Cannes. Carnet de bord quotidien. Réunions fixées tardivement dans la nuit et captation d’un désir inassouvi, complètement infondé, celui de voir sans artefact.

Envie démesurée. Je me rend vers l’appart ‘ où m’attendront mes colocs, histoire de garçons et de filles qui aiment le cinéma. Je suis crevé, zombiaque, mort et vivant à la fois, désirant poursuivre mes expérimentations cinéphiliques. J’arrive parfois à esquisser un sourire, à me concentrer sur les propos de mon émetteur, mais la nuit ne m’appartient plus et la mélodie ambrée d’un bon vieux tube du Gaada Diwan de Bechar vient me retirer de cette confrontation verbale. Il est 2h passées et je vais me coucher en pensant à cette journée aussi speed qu’éprouvante. J’y pense et puis j’oublie.

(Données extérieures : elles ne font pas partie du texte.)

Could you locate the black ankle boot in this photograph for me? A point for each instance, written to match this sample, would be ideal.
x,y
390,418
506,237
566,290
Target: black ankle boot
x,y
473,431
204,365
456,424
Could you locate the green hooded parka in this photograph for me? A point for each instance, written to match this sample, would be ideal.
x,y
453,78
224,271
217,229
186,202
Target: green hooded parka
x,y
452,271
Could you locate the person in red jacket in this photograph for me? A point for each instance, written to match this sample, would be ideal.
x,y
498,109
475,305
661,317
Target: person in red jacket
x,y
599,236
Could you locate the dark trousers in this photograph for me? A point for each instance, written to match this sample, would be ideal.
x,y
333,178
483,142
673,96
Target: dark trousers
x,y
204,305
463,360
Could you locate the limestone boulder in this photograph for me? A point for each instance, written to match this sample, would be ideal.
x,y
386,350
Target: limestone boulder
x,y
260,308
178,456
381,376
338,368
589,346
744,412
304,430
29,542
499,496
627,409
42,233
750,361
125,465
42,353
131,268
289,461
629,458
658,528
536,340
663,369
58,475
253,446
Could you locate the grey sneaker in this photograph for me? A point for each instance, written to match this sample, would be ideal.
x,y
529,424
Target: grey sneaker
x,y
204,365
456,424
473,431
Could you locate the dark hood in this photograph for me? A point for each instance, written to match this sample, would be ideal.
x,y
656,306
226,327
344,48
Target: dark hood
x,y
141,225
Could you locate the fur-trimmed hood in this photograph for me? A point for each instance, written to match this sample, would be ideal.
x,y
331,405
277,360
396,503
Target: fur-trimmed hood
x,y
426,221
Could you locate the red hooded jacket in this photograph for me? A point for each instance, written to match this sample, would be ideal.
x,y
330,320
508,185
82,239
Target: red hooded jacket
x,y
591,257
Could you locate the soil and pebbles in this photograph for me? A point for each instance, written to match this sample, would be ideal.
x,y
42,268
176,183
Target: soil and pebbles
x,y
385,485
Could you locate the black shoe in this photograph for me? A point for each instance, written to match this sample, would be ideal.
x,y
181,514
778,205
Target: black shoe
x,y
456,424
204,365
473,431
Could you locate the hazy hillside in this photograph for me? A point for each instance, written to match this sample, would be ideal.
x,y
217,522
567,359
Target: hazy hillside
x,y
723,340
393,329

Penser Cannes, c’est s’enfoncer dans une pénombre, quelque chose d’ensoleillé qui camouflerait nos sens les plus évidents. Je me lève vers 7H, petit-déjeuner, douche, ceinture…et je sors, la rosée de 7h45 venant me rafraichir la joue telle une ballade d’Ella Fitzgerald. C’est beau une ville après le raz-de-marée des soirées festives. Pour aller au Grand Théâtre Lumière, berceau des projections de presse de la Compétition officielle, il faut traverser la croisette tout en jetant un coup d’œil sur ces nombreuses plages privées où des semblants de cadavres parsèment le sable fin. Quelques employés rangent, dépoussièrent, nettoient et embellissent la façade où viendront gausser des centaines de joyeux lurons d’ici la fin de la journée. Il est 8h30 quand ma journée cinéma débute. La première pause est prévue vers 13H30. Deux films dans la matinée. L’un qui convoque le tempo du jazz pour en tisser une solide histoire d’amour comico-tragique sur fond d’arnaques à l’assurance tandis que l’autre, se réapproprie des archives officielles de la TV roumaine pour en ficeler l’un des plus beaux et gonflés documentaires politiques.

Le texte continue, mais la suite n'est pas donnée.